Fortunately, the U.S. Treasury is finally thinking about issuing something useful: Floating rate notes (FRNs).
If the Treasury does end up issuing FRNs, and the pricing is reasonable (and the U.S. Treasury still has a credit rating better than junk bonds), then you should seriously consider buying some.
Don't Trust TIPs Floating rate debt issues are not that common here, but there have been many in Europe. They were even more common in my early banking days in the 1970s - when interest rates were generally rising.
FRNs have one great advantage over fixed-coupon bonds: If interest rates go up, fixed-coupon bonds go down, sometimes by a lot if the bonds have a long time to maturity.

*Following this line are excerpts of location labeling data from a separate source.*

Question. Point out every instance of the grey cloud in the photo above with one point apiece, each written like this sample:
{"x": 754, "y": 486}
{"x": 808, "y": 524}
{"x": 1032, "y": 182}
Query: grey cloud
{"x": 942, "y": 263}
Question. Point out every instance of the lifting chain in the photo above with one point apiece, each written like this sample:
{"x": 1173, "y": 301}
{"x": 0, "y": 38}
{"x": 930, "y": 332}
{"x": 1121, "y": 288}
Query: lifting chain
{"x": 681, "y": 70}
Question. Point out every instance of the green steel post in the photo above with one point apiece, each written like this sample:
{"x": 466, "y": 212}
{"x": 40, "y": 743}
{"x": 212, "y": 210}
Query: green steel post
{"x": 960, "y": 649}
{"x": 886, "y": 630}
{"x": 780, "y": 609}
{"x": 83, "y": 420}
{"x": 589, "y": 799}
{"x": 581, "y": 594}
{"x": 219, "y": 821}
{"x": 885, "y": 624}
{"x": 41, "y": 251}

For example, if 30-year interest rates rise from 4% to 5%, the trading price of a 30-year bond ($100 face value) will drop to $84.48. If you were to sell at that point, you'd lose 15% of your principal - the equivalent of nearly four full years worth of interest.
However, a floating rate note on a good credit rating should always trade near par. If short-term interest rates go up from 1% to 5%, the note will pay 5% in the next interest period, so it will still trade close to par. That means you have principal protection as well as interest rate protection.

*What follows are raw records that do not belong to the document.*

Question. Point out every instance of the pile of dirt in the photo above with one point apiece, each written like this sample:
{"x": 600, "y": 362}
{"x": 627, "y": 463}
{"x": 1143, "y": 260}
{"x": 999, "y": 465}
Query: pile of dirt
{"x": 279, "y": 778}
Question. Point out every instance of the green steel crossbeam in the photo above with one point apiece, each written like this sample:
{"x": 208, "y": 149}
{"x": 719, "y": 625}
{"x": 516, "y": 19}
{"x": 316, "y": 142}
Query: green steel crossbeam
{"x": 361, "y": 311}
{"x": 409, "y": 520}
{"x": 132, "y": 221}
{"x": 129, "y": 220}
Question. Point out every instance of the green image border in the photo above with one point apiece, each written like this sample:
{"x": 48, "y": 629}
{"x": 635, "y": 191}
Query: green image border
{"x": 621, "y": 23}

Theoretically, TIPS should offer similar protection. And they do if interest rates always stay at the same margin above inflation. But in periods like the present, interest rates trade below inflation, so the price of TIPS gets bid up above par.
Today, 10-year TIPS yield only 0.19% and 30-year TIPS yield only 1.00%. Since real bond yields in normal markets should be in the 2% to 3% range, there is potential for the loss of principal here. Indeed, in real terms there is a certainty of loss of principal - the "on-the-run" 30-year TIPS trade at a price above $128, so over the next 30 years you are bound to turn $128 into $100 in real terms - not a good deal.

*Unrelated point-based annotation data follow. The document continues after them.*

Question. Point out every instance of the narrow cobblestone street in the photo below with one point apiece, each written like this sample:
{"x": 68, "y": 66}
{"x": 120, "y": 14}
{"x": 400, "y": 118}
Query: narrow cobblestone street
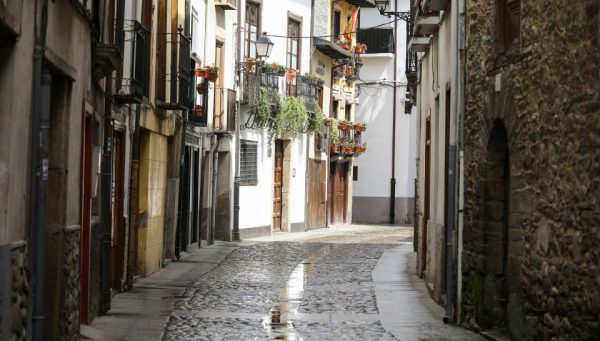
{"x": 345, "y": 283}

Sidestepping Uncle Sam Additionally, there is another problem with TIPS: The government sets the price index to which TIPS are linked. And if you think the government is too honest to fudge the price statistics to make its debt cheaper, I have some sad, disillusioning news for you.
The U.S. government didn't even start issuing TIPS until 1997. That was after it fiddled with the consumer price index (CPI) to take account of "hedonic changes" - improvements in quality, which it defined by things like the "Moore's Law" increases in computer chip speed. By this measure, the price of computers today is 1/1000 its level in 1997 (The government adjusts the weightings each year to make sure "declines" in computer prices are fully captured).
Of course, if you only use computers for more basic functions like word processing and calculations, they're no more useful now than they were in 1997. Admittedly, Internet access is more efficient, but not much more efficient than it was in, say, 2004.
So the CPI understates inflation, by about 0.8% to 1%, and TIPS thus have about a 0.8% to 1% lower "real" yield than they advertise.
Floating rate notes will not have this problem.
FRNs are likely to be based on the six-month Treasury bill rate, with their interest rate reset every six months, plus or minus a margin. In theory, since six-month T-bills are issued all the time and are completely liquid, while floating rate notes might trade at a discount, that margin ought to be positive.
But in practice, the initial demand for FRNs may be so great that the government can issue them with a zero or negative margin. In that case, investors should be cautious - FRNs with a negative margin are likely to trade at a discount once Federal Reserve Chairman Ben Bernanke is put out to pasture and market conditions are normalized.
However, if the margin is at least a little positive, Treasury floating rate notes are a good deal. Today, they would yield only around 0.06% (plus any margin), but your income would rise alongside interest rates.
More importantly, if inflation were to reach something like 10%, a new Paul Volcker would have to be brought in to get prices under control and short-term interest rates would soar.
Don't forget, six-month Treasury bill yields were above 15% for much of 1981. A return to those levels would certainly make floating rate notes a good investment.